Of course there will be the continual growth of Pudding & Chops, with new products and new campaigns to support it will be another exciting year, especially when we celebrate our one year anniversary – we can’t wait to share what’s in store. Alongside this Parents Life Ltd will have its official launch. A new site providing parents of the North West with information at their finger tips on days out, clubs and classes, competitions and reviews.
I hope in terms of the blogging side of things I continue to dabble in creating live videos and even branch into the odd vlog here and there. Watch this space (There’s nothing there at the moment – it’s all in working progress). I hope to meet more friendly blogging faces and definitely meet up for gin induced (blogging) sessions with Gemma (Life is Knutts) – it would be sacrilege not to indulge in some friendly gin drinking where we share parenting and blogs woes.

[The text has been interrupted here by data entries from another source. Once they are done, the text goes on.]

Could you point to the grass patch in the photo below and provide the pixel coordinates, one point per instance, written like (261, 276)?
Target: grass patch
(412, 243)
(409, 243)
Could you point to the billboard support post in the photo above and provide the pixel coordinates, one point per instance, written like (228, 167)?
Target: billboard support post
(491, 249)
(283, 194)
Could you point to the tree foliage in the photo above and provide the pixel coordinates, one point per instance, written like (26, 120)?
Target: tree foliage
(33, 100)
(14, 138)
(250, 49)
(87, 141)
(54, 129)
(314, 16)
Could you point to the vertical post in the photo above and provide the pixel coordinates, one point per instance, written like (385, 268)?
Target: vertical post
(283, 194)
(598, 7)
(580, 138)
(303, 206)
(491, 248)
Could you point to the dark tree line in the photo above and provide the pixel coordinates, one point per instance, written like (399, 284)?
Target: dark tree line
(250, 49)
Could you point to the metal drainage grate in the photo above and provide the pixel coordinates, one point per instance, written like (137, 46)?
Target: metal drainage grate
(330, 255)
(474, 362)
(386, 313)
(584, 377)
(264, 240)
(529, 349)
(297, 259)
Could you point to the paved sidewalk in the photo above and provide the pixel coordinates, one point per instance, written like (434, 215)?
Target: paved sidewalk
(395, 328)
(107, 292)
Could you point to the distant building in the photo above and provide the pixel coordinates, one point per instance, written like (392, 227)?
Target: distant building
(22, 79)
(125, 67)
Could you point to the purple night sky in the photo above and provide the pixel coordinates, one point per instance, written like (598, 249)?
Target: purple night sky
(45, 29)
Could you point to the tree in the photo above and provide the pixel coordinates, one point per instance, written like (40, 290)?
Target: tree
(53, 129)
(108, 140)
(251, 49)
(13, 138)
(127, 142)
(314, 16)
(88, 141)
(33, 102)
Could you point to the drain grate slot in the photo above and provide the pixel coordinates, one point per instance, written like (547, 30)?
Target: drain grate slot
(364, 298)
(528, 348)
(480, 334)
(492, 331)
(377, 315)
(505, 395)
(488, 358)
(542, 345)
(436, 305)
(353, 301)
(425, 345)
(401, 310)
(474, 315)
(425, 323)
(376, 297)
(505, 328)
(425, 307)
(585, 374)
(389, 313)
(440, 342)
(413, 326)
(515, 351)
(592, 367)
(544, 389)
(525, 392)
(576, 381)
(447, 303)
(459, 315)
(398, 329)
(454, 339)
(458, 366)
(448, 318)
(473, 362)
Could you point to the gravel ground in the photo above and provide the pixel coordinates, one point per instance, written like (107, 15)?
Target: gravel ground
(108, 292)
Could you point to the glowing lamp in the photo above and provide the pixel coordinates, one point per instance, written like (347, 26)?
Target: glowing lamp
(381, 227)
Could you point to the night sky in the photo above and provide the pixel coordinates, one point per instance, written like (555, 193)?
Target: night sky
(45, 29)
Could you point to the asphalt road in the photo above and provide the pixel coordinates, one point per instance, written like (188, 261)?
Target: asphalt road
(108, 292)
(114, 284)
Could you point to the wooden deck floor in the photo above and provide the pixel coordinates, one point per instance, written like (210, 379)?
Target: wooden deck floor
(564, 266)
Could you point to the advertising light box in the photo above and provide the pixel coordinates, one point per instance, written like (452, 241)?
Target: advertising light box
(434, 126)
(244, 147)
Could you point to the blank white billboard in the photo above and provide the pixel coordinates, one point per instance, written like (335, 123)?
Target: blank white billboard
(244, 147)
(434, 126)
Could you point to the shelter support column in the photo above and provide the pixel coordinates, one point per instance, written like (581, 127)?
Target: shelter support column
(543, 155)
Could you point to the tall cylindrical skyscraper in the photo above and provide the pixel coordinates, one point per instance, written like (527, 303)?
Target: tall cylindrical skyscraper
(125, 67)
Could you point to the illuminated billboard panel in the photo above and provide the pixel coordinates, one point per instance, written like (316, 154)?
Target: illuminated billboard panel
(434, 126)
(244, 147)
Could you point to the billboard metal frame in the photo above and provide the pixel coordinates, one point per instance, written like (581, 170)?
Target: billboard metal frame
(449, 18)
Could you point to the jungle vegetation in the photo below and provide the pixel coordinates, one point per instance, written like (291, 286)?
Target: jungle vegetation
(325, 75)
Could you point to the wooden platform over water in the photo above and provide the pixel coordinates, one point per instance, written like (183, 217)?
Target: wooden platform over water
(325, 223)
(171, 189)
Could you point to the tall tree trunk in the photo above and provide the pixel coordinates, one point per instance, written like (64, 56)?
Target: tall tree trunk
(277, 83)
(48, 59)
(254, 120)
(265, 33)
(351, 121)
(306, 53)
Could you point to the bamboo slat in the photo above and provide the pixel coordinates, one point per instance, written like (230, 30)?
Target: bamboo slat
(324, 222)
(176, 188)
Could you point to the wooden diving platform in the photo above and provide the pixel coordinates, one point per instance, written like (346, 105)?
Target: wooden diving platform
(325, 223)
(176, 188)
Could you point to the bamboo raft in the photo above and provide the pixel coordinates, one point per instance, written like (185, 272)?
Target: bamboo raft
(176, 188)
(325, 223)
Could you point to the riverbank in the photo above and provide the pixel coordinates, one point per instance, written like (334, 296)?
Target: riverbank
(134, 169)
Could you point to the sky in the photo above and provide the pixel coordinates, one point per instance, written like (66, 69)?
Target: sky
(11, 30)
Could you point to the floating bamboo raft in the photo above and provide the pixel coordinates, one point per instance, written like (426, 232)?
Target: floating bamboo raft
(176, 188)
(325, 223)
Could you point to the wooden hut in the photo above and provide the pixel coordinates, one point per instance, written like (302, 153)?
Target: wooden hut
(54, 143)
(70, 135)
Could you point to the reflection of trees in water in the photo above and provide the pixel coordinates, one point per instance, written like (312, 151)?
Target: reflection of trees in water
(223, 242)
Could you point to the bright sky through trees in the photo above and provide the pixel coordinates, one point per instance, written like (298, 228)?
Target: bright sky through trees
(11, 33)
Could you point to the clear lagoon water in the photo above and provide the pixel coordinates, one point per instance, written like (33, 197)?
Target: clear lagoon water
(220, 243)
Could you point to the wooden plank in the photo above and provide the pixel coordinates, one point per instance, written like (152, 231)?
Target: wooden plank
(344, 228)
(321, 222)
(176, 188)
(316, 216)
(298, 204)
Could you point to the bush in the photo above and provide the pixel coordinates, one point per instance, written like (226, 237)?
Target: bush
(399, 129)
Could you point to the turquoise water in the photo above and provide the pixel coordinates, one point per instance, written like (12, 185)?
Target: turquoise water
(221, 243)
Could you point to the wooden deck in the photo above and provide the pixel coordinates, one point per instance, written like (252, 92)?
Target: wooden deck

However a New Year does not mean I have to think there will be a parenting overhaul, there will still be tears and tantrums (from all of us), there will still be shitty pants to clean (not mine of course), mountains of laundry to wash and sleepless nights (hopefully less of them). There will still be bartering and bribing with treats and chocolates and many many exasperated moments where I will be driven to the bottle (of Prosecco) but I also know that there will be lots of laughter, many memories made and lots of challenges along the way….and of course many more selfies.
So whatever you are all doing to celebrate the entry of a New Year – have a good one, hope 2017 brings you more laughter, sleep and gin.
Thank you so much for following my waffle, it means to much to have you all as wonderful readers, I hope I have brought some laughter, solace and words of comfort/wisdom….whatever!